A few weeks ago my husband and I and our four kids were at Legoland for a day of fun in the California sun. My four kids are all what you may call opinionated, independent, and vocal. Our youngest may be the sassiest of them all, but she also has a profound expressive speech delay. I was at an area for younger kiddos where my children had insisted on running through the line by themselves as I looked on from behind a roped fence.
My kids, one by one, were asked by the Legoland attendant to make a choice as to which slide experience they wanted. I’m pretty sure I held my breath as my youngest approached her turn. Her brothers will often interpret for her, as our family seems to speak her language better than others outside our little home tribe. But her brothers were ahead of her and she was on her own for a moment with nothing but her own abilities to communicate her desires to this stranger.
With calm excitement she used her words to communicate her choice. And with minimal gesturing the attendant replied,
“You want to ride the blue one?”
“Yesh!!” She nodded, eyes wide and excited.
It may seem like the most mundane of moments, the most minuscule of milestones. But our baby girl was understood by a stranger without our help. It was huge! Like I was nearly in tears in the middle of Legoland, huge!

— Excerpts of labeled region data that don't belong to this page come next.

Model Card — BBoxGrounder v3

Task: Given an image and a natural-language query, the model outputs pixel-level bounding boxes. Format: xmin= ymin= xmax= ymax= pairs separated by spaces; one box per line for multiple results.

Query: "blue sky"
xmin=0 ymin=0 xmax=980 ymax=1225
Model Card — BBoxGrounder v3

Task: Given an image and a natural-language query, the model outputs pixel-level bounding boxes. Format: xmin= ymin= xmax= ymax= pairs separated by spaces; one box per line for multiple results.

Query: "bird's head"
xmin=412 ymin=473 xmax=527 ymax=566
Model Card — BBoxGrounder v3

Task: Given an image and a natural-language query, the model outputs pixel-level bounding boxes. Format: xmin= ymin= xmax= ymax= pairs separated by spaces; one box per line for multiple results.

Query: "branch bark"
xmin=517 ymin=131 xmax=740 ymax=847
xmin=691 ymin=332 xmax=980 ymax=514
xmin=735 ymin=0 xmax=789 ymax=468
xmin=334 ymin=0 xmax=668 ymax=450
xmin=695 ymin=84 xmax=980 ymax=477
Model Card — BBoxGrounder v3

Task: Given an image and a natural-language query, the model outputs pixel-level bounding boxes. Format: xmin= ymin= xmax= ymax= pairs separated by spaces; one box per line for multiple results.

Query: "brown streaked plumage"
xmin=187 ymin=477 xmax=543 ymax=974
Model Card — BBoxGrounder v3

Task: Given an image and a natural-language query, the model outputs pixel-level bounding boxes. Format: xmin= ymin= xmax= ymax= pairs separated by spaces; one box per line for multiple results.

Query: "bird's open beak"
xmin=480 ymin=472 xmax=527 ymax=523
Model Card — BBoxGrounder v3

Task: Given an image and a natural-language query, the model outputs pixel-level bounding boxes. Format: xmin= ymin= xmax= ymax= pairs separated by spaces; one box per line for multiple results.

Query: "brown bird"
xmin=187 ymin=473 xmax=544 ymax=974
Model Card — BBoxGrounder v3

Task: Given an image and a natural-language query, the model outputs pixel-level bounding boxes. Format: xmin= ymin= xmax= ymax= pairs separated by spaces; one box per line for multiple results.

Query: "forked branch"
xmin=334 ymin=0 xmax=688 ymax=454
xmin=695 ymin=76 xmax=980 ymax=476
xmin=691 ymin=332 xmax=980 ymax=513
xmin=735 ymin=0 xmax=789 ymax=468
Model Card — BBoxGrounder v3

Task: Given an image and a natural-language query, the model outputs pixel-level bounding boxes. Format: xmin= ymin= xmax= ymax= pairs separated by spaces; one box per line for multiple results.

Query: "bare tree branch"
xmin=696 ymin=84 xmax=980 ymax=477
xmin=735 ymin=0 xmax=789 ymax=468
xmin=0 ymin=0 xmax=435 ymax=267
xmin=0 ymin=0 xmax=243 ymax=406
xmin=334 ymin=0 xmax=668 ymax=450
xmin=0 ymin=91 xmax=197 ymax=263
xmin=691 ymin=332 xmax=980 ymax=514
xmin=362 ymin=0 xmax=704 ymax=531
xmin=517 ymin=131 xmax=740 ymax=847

Lest I give you the impression that one successful surgery or a few months of therapy have led to her new confidence in communication, let me back up a bit here. We adopted our daughter in China at 16 months of age not having much knowledge of the needs of cleft lip and palate. Her lip had been repaired only a few months before in China. Since then she has had two other palate surgeries stateside and received speech therapy 2-3 days a week and she is now four years old. As a former pediatric therapist, I was adamant (dare I say “pushy”) about beginning therapy as soon as we were able upon returning home. Within six weeks of getting settled we had begun weekly speech therapy. We’ve taken breaks for surgeries and family reasons, but our relationship with her therapists has been regular and wonderful.
Notice I did not say “consistently easy.” Nope. We have had therapy sessions where she spent 30 of our 45 minute session screaming under a table. Sessions full of eye rolls and moaning and very little “work”. Sessions that involved game pieces chucked across a play room and claw marks down my arm. Sessions where I wanted to crawl under the table for 30 of those 45 minutes and cry. Those days happen and golly they are awful! But unless our sweet girl is really truly ill, we stay for that whole therapy session no matter how arduous or how embarrassing it gets. We want her to know that we value that time.
And when I say “we” I mean us, her parents, her therapists, her siblings, her teachers and anyone in her tribe cheering her on whether present or not. She knows from our consistent insistence that going to therapy sessions to “play and work on our words” is important. We want her to know that we believe in her ability to work hard and be understood, that we have hope for her independent communication with the whole world in the future. We communicate the value of therapy to her through our actions and words.
Her growth in communication has been slow and we’ve made careful decisions along the way. Surgical repair of cleft lip and palate does not magically solve a problem as big as expressive communication. Surgery and great surgical teams are absolutely amazing! But those surgical interventions at best give our child the anatomy to make independent communication a possibility. Our child does not wake up in post-op suddenly rivaling their peers’ language abilities. I strongly believe that for most of our cleft-affected kiddos, therapy is really what brings about that ability. A partnership between a skilled speech-language pathologist, a parent, and the child will produce gains in independent communication.
It may take more time, more tears, more cost, and more long-suffering than we anticipated. It may even look very different than we expected. But it is worth it. It’s even worth the long drives and the phone calls to the insurance. I can say it’s worth it and we are not even “there” yet.
But I have full hope that she will be there someday, and until then we work hard alongside her, pray with hope, and encourage her to speak openly because her heart and her are so worth hearing, sass and all.